Despite these assurances, the new breach involving AnyVerify has raised fresh concerns. Usually, NIMC’s database is only available to banks, fintech companies, and other partners for a fee. AnyVerify does not have such a license, which raises serious questions about how it got access to the database. Gbenga Sesan, the executive director of Paradigm Initiative, a non-profit that first reported this breach, said, “We tested the website, saved the evidence, and could buy NIN slips for Bosun Tijani, the Minister of Communications, Innovation and Digital Economy, and Vincent Olatunji, the commissioner of the NDPC.”

Unlike NIMC and its licensed partners, AnyVerify does not have a process to check for bad actors. Users must provide their email addresses and NINs—the same data they want to verify. After signing up, users must add at least ₦400 to their wallet before using the website.

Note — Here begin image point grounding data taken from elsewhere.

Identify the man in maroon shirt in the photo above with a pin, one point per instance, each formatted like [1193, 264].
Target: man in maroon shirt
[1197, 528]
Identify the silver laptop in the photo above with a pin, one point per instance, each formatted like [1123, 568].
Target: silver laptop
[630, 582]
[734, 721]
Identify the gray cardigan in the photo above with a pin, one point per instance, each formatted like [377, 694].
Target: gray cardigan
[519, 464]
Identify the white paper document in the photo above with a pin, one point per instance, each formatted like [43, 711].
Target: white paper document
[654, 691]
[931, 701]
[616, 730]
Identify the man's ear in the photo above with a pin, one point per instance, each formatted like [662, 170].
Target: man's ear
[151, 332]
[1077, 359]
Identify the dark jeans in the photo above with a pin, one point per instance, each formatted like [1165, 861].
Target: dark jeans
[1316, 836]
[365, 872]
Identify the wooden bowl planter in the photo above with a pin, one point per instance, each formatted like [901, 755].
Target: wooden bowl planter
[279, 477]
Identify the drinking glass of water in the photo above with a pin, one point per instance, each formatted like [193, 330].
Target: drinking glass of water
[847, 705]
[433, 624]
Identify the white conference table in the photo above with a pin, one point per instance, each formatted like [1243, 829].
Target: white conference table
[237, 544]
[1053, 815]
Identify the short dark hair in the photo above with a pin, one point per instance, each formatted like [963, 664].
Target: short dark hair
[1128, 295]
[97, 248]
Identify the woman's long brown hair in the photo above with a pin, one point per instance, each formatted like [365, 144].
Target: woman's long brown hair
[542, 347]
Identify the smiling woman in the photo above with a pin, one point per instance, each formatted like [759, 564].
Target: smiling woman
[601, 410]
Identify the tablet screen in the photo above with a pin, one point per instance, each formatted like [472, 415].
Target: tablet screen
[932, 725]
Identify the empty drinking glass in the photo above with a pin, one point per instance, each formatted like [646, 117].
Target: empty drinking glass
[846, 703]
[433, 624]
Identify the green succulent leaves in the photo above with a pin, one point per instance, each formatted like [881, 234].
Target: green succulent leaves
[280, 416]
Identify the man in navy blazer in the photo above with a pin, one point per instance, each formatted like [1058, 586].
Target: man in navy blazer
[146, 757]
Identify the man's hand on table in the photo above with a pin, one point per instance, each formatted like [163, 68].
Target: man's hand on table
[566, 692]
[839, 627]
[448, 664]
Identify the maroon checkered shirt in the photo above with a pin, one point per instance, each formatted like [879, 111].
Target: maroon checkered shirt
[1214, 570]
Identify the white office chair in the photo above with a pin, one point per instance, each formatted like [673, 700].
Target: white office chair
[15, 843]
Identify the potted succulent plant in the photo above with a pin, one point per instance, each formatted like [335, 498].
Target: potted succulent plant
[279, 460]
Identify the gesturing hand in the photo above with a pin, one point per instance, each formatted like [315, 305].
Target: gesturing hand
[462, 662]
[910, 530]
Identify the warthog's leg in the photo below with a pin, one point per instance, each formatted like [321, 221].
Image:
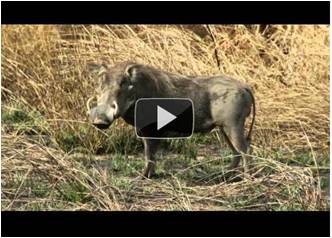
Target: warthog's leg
[234, 135]
[150, 148]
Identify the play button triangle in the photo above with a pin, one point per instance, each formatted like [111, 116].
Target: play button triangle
[163, 117]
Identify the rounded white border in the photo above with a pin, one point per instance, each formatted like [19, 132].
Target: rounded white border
[165, 138]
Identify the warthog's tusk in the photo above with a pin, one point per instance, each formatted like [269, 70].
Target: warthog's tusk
[88, 103]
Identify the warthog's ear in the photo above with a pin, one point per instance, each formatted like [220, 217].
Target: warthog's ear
[98, 69]
[130, 73]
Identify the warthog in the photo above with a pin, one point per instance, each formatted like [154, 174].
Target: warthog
[219, 101]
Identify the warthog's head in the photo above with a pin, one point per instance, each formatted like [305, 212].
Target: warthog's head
[115, 93]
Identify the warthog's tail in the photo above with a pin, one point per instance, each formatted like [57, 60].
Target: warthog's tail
[253, 115]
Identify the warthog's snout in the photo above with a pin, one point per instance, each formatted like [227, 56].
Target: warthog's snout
[99, 119]
[103, 115]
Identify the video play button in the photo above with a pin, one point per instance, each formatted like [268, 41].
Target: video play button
[164, 118]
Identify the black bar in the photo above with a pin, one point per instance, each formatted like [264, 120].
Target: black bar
[166, 12]
[165, 224]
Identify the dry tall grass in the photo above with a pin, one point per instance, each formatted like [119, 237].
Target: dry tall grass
[43, 67]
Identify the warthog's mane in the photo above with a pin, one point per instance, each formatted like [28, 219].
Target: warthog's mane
[161, 80]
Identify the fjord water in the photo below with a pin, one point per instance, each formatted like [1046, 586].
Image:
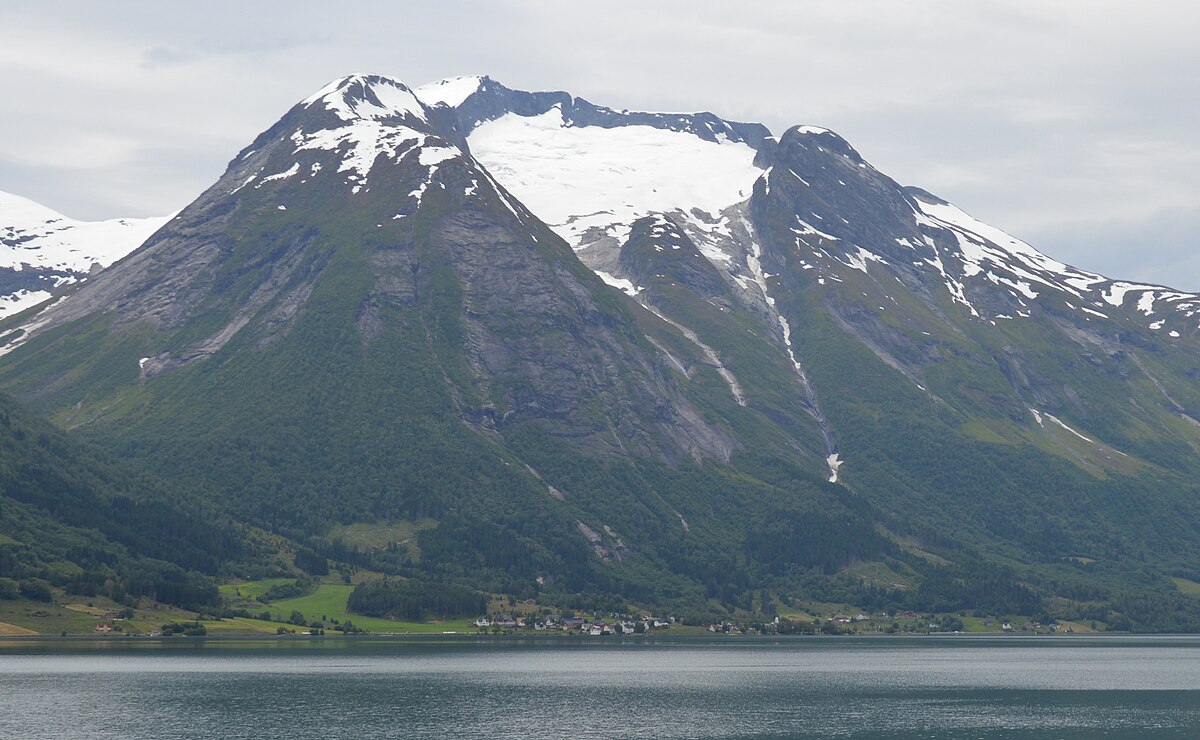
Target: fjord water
[937, 687]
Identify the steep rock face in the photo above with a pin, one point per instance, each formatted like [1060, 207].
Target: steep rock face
[396, 301]
[354, 214]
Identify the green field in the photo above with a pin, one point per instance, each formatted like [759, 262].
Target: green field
[328, 602]
[252, 589]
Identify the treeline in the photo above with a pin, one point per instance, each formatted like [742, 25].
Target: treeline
[415, 601]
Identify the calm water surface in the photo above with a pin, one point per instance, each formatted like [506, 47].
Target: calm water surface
[805, 687]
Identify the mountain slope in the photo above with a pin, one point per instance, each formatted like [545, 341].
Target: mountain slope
[76, 518]
[358, 324]
[731, 368]
[42, 251]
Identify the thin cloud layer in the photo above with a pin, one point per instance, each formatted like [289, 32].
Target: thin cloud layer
[1068, 124]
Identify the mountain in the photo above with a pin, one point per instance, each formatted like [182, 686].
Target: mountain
[575, 353]
[42, 251]
[72, 517]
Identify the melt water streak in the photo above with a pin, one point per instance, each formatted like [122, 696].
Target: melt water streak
[803, 687]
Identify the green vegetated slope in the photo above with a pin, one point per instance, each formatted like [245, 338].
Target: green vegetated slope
[411, 375]
[71, 517]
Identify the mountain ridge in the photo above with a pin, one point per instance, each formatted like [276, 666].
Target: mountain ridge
[371, 316]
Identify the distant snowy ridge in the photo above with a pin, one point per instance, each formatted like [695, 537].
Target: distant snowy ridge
[42, 250]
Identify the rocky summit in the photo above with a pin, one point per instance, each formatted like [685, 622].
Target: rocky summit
[588, 355]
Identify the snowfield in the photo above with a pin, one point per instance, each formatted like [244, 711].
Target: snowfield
[581, 178]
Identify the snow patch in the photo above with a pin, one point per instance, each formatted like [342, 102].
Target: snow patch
[582, 178]
[834, 462]
[451, 91]
[619, 283]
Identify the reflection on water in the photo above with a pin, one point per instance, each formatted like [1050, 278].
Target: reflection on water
[1042, 687]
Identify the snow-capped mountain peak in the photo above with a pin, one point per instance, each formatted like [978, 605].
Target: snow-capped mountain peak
[42, 250]
[367, 96]
[451, 91]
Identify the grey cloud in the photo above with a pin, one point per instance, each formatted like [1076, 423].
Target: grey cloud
[1043, 119]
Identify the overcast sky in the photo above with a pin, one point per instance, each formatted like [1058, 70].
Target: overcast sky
[1071, 124]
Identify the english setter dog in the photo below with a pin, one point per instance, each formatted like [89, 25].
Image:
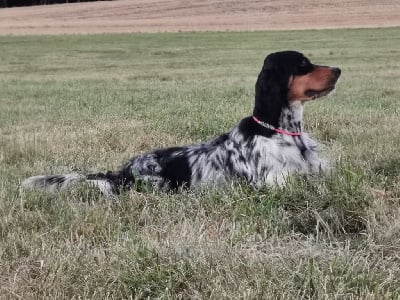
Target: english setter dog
[264, 148]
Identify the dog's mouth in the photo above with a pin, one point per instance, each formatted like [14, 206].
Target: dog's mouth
[314, 94]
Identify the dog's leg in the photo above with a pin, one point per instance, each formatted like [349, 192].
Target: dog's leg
[109, 184]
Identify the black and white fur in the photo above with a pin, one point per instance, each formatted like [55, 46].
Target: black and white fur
[249, 151]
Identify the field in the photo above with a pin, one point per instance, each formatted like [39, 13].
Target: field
[197, 15]
[88, 103]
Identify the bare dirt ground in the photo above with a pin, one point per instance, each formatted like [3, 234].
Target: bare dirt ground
[198, 15]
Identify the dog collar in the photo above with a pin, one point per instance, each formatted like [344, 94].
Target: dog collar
[270, 127]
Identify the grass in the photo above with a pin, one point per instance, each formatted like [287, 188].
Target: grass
[88, 103]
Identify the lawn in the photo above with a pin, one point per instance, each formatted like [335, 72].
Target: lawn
[89, 102]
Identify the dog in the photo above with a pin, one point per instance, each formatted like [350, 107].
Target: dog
[263, 149]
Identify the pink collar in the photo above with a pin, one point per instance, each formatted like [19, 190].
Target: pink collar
[268, 126]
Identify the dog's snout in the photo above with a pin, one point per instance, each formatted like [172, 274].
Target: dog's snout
[336, 72]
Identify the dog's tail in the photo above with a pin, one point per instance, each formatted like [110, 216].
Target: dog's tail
[109, 184]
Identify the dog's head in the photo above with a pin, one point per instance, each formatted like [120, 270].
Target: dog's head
[289, 76]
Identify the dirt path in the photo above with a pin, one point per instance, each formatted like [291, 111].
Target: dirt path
[197, 15]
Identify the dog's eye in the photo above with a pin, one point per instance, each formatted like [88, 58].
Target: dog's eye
[304, 63]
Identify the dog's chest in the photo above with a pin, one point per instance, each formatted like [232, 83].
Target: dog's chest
[271, 160]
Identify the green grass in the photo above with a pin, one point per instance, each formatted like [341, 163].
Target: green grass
[88, 103]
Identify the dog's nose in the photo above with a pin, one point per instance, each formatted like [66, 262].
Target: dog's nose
[336, 72]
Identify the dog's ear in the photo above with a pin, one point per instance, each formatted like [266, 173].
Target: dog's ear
[271, 92]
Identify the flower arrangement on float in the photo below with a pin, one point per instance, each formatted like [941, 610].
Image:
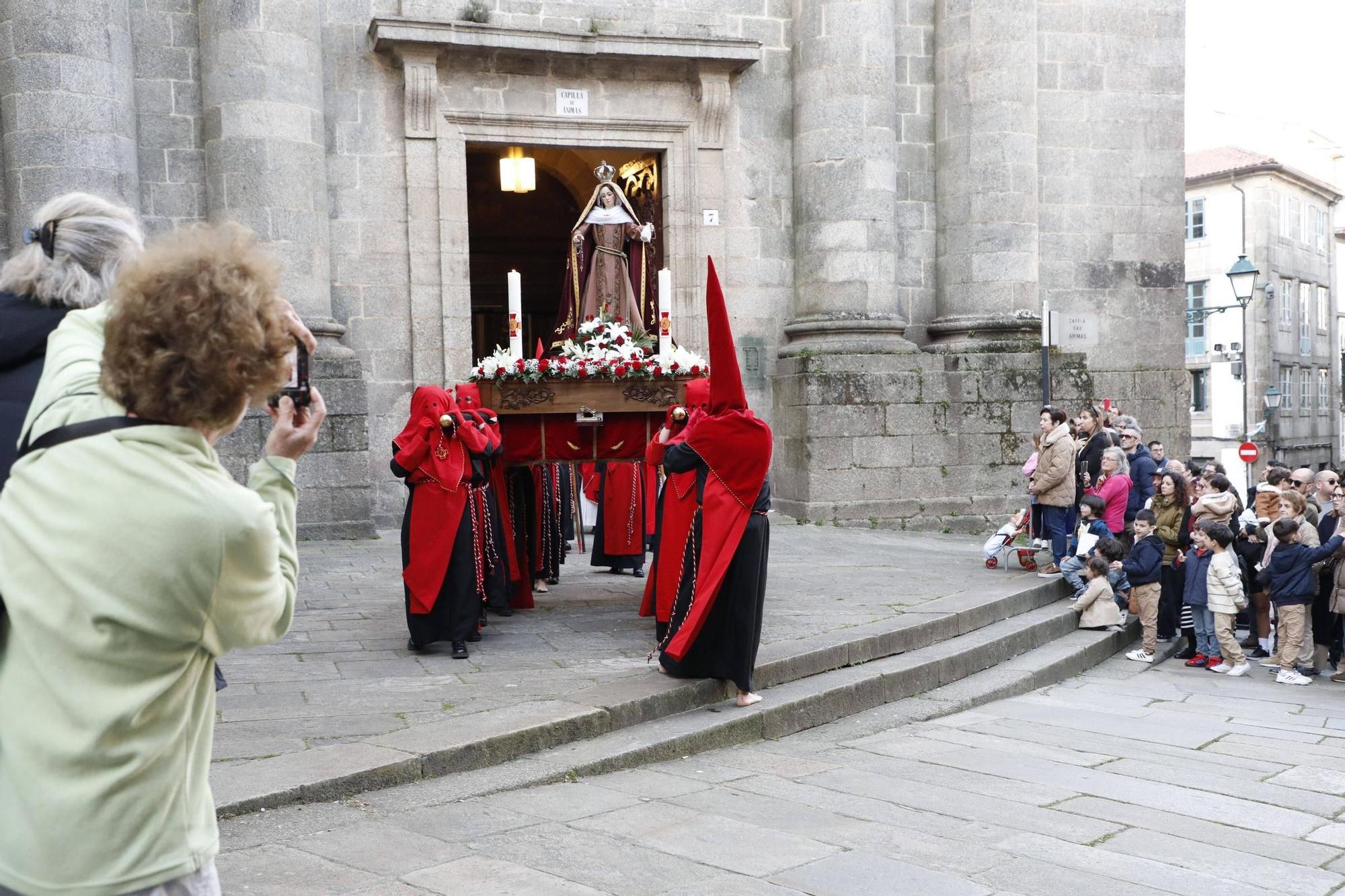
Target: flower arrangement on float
[603, 349]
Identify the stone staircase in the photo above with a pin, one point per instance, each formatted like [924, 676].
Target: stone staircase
[950, 654]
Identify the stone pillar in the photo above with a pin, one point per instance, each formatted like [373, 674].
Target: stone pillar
[67, 103]
[847, 130]
[262, 72]
[987, 175]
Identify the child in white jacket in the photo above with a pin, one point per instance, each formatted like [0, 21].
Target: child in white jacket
[1225, 589]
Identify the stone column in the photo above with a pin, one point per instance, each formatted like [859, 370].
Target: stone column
[987, 175]
[67, 103]
[847, 130]
[262, 73]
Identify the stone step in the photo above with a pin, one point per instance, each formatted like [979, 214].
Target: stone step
[884, 693]
[966, 634]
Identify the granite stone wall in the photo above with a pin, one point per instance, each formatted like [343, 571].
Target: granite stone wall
[890, 197]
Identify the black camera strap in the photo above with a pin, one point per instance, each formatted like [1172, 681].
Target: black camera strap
[71, 432]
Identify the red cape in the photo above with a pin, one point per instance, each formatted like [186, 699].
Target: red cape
[679, 512]
[736, 447]
[439, 469]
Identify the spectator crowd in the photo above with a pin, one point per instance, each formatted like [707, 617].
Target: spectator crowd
[1135, 532]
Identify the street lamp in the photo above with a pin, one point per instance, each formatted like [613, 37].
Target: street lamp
[1243, 278]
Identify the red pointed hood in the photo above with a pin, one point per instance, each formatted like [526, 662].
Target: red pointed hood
[727, 380]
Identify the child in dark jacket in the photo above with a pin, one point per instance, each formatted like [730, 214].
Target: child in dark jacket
[1093, 528]
[1293, 584]
[1144, 568]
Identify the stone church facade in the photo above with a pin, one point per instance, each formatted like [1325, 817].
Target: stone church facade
[899, 186]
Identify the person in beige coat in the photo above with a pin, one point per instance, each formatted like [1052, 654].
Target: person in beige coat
[1054, 483]
[1098, 607]
[1225, 596]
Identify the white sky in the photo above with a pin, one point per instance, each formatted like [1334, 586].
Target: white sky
[1265, 76]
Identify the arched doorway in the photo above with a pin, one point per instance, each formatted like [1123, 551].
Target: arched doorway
[516, 232]
[531, 232]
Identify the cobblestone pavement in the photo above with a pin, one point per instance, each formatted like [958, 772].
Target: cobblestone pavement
[344, 673]
[1126, 780]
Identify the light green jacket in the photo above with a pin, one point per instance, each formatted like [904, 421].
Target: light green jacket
[128, 563]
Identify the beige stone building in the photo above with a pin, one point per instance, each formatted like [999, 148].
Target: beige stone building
[891, 189]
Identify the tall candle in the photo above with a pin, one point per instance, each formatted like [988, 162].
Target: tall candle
[516, 314]
[665, 311]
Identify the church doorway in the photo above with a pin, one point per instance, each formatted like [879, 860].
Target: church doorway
[531, 232]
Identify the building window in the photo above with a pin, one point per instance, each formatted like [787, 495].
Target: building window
[1195, 327]
[1292, 220]
[1200, 391]
[1305, 318]
[1195, 218]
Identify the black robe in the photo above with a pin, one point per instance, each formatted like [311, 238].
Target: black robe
[728, 642]
[458, 607]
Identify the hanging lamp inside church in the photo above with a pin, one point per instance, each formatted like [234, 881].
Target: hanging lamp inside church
[518, 173]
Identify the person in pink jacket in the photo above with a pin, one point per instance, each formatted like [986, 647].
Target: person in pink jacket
[1113, 486]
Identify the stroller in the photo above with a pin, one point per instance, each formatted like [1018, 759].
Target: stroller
[1001, 545]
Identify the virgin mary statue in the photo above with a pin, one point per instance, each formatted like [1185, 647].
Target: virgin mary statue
[606, 271]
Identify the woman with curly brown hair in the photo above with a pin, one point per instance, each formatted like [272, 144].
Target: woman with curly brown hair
[130, 561]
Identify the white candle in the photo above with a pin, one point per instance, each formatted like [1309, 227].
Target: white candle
[665, 311]
[516, 314]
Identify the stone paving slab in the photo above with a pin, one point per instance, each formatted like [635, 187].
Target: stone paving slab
[1030, 795]
[342, 685]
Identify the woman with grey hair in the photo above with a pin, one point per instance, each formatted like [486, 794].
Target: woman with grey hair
[75, 248]
[1114, 486]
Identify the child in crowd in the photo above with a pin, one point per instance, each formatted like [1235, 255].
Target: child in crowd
[1091, 528]
[1225, 592]
[1144, 568]
[1293, 584]
[1113, 551]
[1196, 595]
[1097, 608]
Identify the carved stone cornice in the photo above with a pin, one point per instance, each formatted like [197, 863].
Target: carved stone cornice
[397, 36]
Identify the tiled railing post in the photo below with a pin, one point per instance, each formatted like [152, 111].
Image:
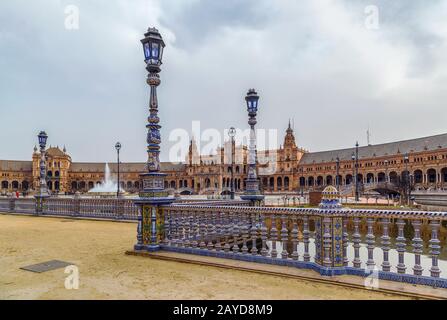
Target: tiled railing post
[235, 231]
[294, 235]
[434, 248]
[284, 237]
[327, 242]
[356, 240]
[370, 240]
[385, 238]
[273, 236]
[253, 234]
[306, 237]
[400, 245]
[12, 204]
[264, 250]
[417, 247]
[345, 241]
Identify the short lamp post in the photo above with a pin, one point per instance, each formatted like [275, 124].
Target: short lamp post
[152, 194]
[232, 134]
[252, 192]
[43, 189]
[118, 148]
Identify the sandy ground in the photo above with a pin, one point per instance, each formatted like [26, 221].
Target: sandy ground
[97, 249]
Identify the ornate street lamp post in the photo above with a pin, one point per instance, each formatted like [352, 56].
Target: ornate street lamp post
[232, 134]
[407, 178]
[43, 189]
[357, 172]
[118, 148]
[252, 192]
[337, 172]
[152, 194]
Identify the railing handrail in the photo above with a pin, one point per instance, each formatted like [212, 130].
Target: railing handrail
[314, 211]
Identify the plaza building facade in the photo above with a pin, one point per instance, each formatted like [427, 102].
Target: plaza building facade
[289, 169]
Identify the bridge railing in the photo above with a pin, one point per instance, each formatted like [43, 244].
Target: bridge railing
[332, 242]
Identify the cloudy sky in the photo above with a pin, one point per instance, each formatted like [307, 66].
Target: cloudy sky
[329, 65]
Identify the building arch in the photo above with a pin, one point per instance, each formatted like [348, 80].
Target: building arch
[444, 175]
[15, 185]
[418, 176]
[279, 183]
[394, 178]
[286, 183]
[25, 185]
[431, 176]
[348, 179]
[310, 181]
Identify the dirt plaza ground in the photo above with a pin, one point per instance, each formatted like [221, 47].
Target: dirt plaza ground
[98, 248]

Attempts to get comments from NIMC and the Nigeria Data Protection Commission (NDPC) have been unsuccessful. An ethical hacker, who wished to remain anonymous, suggested that the breach could be due to poor data protection practices by NIMC or an insider giving out information. “It is either the NIMC is doing a poor job at data protection by using cloud storage to store data or an insider is allowing individuals to retrieve data,” the hacker said.

AnyVerify, which started in November 2023, had 567,990 visits in February and 188,360 in April 2024, according to Paradigm Initiative. This breach comes after the National Identity Management Commission (NIMC) was moved from the Ministry of Communications, Innovation and Digital Economy to the Office of the Secretary to the Government of the Federation.